God is reminding me today that Satan is a master at throwing up our past sins, to keep us chained to the past, ineffective in service to God when we let our past paralyze us. Guilt over a sin God has forgiven is a feeling that doesn’t come from God.

Our past has shaped us into the people we are today. Even our past sins have contributed to who we are, and can be instrumental in how we are used by God to reach others. But I believe God would have us consider our past forgiven, our lives redeemed by the blood of Jesus.

I believe God would have us repent, allow Him to forgive our sins, then have us move on from there to serve Him without guilt, without apology, without hesitation as people who can’t do enough for the One who has saved them.

Have you sinned? Ask God to forgive you. He will. Then move on and be the man or woman God can use to lead others to His saving grace.

 

 

August 28; Spiritually Speaking

Ezekiel 37-38

God is speaking to Gog, an enemy of Israel. He tells the chief prince of Meshech and Tubal that He is going to bless His children. The Jews will live in peace, have riches livestock and goods – and Gog won’t be able to handle it.

In fact, God who sees the future, sees Gog look at the blessings that are Israel’s and an evil thought will come to his mind. His jealousy will reveal itself in an attack on the Jews. God tells the enemy prince that will cost him his own life.

It’s true that when some people see others prosper, jealousy and anger rear their ugly heads. The blessed become a target, “If I can’t have those things, neither can they.”

Now as often happens, God diverts my attention from the material to the spiritual when I read His Word. Spiritually speaking, God blesses His obedient children with peace and joy the world cannot understand. Our genuine smiles are like salt in wounds to people who are holding onto their sin, and are under the convicting hand of God.

Their attempt to drag us down to their level might start out as name calling: “Goody Two-Shoes,” or “Holier Than Thou.” It might progress to slander when they call us bigots, racists, homophobes. It can escalate to lies, law suits, discrimination, even bodily harm because unhappy people resent happiness in others.

Jesus said we can expect to be hated because people hated Him, too. Hated. Not ignored or disliked. Hate is a powerful, active emotion that leads to trouble. Expect it.

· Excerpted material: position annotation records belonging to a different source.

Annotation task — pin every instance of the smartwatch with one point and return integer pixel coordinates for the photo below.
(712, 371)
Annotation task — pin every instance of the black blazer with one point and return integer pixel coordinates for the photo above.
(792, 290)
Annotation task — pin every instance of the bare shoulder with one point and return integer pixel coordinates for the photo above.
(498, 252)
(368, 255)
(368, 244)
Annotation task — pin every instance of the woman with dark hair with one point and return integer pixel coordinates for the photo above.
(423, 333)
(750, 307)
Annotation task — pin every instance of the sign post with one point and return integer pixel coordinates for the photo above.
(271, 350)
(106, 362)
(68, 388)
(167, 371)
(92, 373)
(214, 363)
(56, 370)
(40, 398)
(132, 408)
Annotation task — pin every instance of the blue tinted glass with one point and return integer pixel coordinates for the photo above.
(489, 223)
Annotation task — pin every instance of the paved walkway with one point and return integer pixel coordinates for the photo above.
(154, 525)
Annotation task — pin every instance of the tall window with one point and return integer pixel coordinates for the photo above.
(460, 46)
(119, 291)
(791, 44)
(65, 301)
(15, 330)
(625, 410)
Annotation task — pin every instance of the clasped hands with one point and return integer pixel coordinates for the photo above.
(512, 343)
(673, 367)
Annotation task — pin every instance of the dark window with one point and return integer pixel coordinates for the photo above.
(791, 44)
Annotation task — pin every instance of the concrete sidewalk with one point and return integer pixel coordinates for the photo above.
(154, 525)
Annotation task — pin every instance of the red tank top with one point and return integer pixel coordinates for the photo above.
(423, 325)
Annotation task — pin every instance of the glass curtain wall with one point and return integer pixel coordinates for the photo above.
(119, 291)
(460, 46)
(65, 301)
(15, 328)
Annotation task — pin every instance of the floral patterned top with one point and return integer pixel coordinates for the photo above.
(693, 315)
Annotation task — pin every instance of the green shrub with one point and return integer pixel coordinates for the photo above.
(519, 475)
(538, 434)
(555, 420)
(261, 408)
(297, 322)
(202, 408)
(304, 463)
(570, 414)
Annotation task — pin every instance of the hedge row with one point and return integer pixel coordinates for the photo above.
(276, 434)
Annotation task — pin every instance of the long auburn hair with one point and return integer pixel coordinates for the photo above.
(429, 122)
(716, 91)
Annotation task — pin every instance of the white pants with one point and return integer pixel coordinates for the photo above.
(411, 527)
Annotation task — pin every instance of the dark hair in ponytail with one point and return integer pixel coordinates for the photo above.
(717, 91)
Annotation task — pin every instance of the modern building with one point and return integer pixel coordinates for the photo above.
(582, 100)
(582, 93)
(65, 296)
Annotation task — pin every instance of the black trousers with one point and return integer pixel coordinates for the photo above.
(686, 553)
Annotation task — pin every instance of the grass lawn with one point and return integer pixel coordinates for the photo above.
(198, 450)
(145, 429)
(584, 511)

But God also has laid on my heart this: if we are genuinely His, God will fight our battles for us and we will have the victory. He will never leave or forsake us, we will continue with His peace and joy and strength and love no matter what is thrown at us.

However, if we are hated because we are hypocritical, untouchable, unloving, then their hatred of us just might be the discipline God will use to get our attention and draw us back to Him.

Spiritually speaking, we are in a war zone. Spiritually speaking we are targets of the enemy. And spiritually speaking, we who know the Lord are on the winning side.